Thursday, November 20, 2014

Not Damaged Goods

This is what my abdomen looks like 5 months post-op. When I was told it would be a laparoscopic procedure, I envisioned tiny incisions, and tiny scars. What I wound up with is five divots in my abdomen. I often stick my fingers in the deepest ones and marvel at their depth.

I am still terrified of my body. When I look at my abdomen in the mirror, it's with a horrified fascination. These scars are not getting smaller. They remind me daily of what cervical cancer took from me, and what it continues to take from me.

I am a stranger here, to myself. I want so much to disassociate, to be outside myself. I want to avoid the bodily twinges that mean nothing until you've have a terminal illness lurking silently inside your body. I have never really taken the time to get to know my body, to acknowledge it beyond the most superficial of ways. And now that I know it, I don't like it.

Full disclosure: there's a lot of superficiality here. In a bikini or naked, these scars seem to shout very loudly that I have defects. And I really hate that. I don't want anyone to see this. Why would anyone look at this without at least questions, if not outright disgust?

There is a huge part of me that would love to view cancer strictly in the rearview, but these five daily reminders mean I can't. Will they fade in time? Maybe, who knows? Perhaps I'll always have divots on my abdomen that scream out "I had major surgery on my abdomen!!!!"

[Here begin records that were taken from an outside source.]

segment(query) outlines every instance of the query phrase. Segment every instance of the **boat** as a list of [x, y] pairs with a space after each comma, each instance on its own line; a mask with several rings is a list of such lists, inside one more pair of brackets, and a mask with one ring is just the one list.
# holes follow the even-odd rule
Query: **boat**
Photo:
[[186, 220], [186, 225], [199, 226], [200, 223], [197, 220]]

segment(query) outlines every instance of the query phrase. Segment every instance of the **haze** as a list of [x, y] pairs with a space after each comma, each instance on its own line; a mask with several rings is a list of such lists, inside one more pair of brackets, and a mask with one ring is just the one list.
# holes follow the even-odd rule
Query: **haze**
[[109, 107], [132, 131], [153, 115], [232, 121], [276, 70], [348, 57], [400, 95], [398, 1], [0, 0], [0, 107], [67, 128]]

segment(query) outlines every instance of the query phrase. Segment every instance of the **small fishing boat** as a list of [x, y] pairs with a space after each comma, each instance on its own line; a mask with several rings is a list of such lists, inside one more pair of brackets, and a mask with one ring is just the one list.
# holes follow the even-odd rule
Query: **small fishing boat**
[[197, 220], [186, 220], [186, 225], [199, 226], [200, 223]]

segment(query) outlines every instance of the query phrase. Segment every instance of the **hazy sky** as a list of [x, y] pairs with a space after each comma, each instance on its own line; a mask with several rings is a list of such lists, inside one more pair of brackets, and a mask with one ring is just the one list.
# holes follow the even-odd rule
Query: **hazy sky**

The thing I tell myself is this: I am NOT damaged goods. These are battle scars, a battle I fought against cancer, a battle that I won. No, they are not beautiful, but they are part of a beautiful story. Five scars makes me lucky, not disfigured.

I'm scared of my body, and angry at it too, because my body let me down. It harbored a fugitive, one intent on killing me. But that fugitive, that cancer, lost in the end. And I won. I AM STILL HERE. I am still me, just a slightly different version, both inside and out. Divots and all.

1 comment:

  1. Because they are part of you, they ARE beautiful, because you are, inside and out.